Being Sensible, Quantifying Uncertainty

Just how much uncertainty exists in any given scenario? And how can economists even begin to approximate it?

At its most basic level, uncertainty is a game of chance, a story of known probabilities. Think of a coin toss or an urn filled with colored balls, four red and four yellow. There’s risk on any given turn, because you don’t know which color you’ll draw, but at least you know your chances.

Now imagine that same urn filled with eight balls, but this time you don’t know how many of each color are inside. Uncertainty isn’t just about probabilities anymore; it’s about ambiguity. You don’t have the information you need to understand your chances. Be it a game or buying and selling on the market, how can you make predictions about outcomes when the probabilities are unknown?

“This is where Bernoulli steps in,” Hansen says. With his so-called law of large numbers, the statistician “pushed us from a situation where probabilities are known to a situation where you have to use evidence to figure out probabilities.” If you draw a ball at random from an urn with a large number of balls, for example, drawing over and over again, you can begin to figure out approximately which fraction are red and which are yellow. Once you gain a sense of these percentages, you can begin to make better guesses about the probability of the next color you draw.

“In many respects, that’s a very simplified statement of what motivates the field of statistics,” Hansen says. “You have these overall models of things, like the question of what’s happening inside the urn, but you don’t know probabilities.”

So what happens when probabilities aren’t just unknown, but also change over time, as in real-life financial systems? What if the number of balls in the urn fluctuates while you are drawing them? Here Bernoulli’s law of large numbers falls short because even if you have evidence from the past, the future can shift on you in unexpected ways.

“One way to think about a financial crisis is as something small magnifying into something big,” Hansen says. Indeed uncertainty, like interest rates, compounds over time. Whereas many past economic models had a linear character, there has been a growing focus on non-linear (more flexible) models.
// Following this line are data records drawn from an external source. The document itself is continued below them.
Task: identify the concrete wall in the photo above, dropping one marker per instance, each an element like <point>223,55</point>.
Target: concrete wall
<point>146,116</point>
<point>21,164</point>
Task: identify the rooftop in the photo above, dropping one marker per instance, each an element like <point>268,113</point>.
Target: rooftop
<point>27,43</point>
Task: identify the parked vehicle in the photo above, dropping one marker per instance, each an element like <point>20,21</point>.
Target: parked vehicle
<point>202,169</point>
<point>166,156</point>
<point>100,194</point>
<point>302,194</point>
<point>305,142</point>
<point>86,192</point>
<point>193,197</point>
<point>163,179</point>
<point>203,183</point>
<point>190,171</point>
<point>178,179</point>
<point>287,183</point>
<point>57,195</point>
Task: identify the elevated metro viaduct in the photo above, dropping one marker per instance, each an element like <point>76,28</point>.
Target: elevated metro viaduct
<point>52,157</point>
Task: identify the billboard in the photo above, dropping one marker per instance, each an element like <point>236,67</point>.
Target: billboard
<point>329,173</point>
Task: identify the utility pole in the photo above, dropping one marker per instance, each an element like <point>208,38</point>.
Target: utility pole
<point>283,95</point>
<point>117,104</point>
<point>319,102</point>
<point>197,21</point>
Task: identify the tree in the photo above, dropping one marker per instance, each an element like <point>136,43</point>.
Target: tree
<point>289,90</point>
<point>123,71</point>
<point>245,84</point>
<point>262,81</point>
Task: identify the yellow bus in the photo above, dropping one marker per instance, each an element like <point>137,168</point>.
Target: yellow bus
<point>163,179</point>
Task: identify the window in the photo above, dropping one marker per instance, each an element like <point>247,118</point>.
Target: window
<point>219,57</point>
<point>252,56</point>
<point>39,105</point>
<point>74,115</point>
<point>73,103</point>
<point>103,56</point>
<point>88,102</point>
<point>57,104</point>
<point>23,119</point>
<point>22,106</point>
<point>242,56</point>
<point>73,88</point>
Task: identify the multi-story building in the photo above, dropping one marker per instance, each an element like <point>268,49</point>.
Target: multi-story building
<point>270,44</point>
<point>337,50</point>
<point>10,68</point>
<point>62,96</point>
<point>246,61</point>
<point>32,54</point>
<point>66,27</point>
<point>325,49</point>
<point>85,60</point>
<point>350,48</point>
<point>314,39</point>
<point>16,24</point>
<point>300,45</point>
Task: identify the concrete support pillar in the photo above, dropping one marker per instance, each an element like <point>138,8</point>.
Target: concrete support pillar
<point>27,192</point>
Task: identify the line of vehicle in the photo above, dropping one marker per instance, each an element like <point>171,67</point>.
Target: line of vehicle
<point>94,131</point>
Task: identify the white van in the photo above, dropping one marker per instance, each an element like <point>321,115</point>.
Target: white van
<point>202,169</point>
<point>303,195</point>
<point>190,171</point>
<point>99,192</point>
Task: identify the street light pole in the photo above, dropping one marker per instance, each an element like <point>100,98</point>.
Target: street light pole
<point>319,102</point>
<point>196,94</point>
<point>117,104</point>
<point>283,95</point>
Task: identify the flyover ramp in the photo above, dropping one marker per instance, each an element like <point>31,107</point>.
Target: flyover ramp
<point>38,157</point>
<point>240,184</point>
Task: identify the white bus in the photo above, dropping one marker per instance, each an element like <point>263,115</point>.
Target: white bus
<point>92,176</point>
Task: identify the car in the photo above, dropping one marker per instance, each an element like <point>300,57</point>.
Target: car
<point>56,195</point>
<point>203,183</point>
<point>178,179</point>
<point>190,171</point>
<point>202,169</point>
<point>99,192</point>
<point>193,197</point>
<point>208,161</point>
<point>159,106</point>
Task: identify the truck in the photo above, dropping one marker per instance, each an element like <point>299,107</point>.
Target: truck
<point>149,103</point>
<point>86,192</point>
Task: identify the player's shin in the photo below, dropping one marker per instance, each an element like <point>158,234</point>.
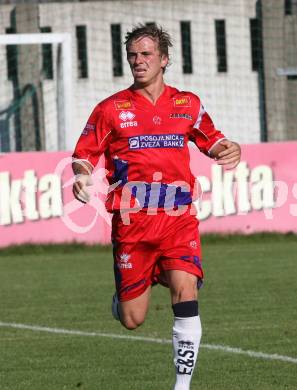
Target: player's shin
<point>186,339</point>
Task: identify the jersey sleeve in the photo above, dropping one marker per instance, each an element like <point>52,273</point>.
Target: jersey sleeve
<point>204,134</point>
<point>93,140</point>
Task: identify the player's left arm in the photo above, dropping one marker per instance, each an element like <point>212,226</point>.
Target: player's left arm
<point>226,153</point>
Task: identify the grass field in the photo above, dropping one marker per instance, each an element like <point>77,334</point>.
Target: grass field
<point>249,301</point>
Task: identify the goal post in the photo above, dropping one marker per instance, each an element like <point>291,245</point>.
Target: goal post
<point>64,73</point>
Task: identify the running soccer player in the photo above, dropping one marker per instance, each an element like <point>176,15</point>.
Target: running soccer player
<point>143,132</point>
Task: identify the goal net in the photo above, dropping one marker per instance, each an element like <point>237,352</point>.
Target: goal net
<point>35,105</point>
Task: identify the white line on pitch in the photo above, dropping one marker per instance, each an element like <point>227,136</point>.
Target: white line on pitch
<point>214,347</point>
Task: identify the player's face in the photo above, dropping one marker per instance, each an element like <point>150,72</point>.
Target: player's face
<point>145,61</point>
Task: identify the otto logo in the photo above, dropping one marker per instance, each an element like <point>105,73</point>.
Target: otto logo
<point>123,105</point>
<point>123,125</point>
<point>134,142</point>
<point>183,101</point>
<point>126,116</point>
<point>123,263</point>
<point>157,120</point>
In these models, Hansen says, “little jiggles within the system today can have a big impact in the future.”

By quantifying the impact of uncertainty, Hansen aims to make it a more accepted part of modeling and policymaking, particularly in areas like climate science where problems are urgent, but unknowns abound. “There’s often a big bias in public perception that if you acknowledge uncertainty to your answers, then people take you less seriously,” he says. That, he stresses, creates the danger that people who have unwarranted confidence will become the most influential policy advisors.

His advice? “Instead of pretending like you can have some omniscient view of what might happen in the future, don’t be afraid to acknowledge the uncertainty. It’s a little more complicated of a calculation, but more circumspect because it doesn’t pretend to know what will happen and this can lead to smarter decisions.”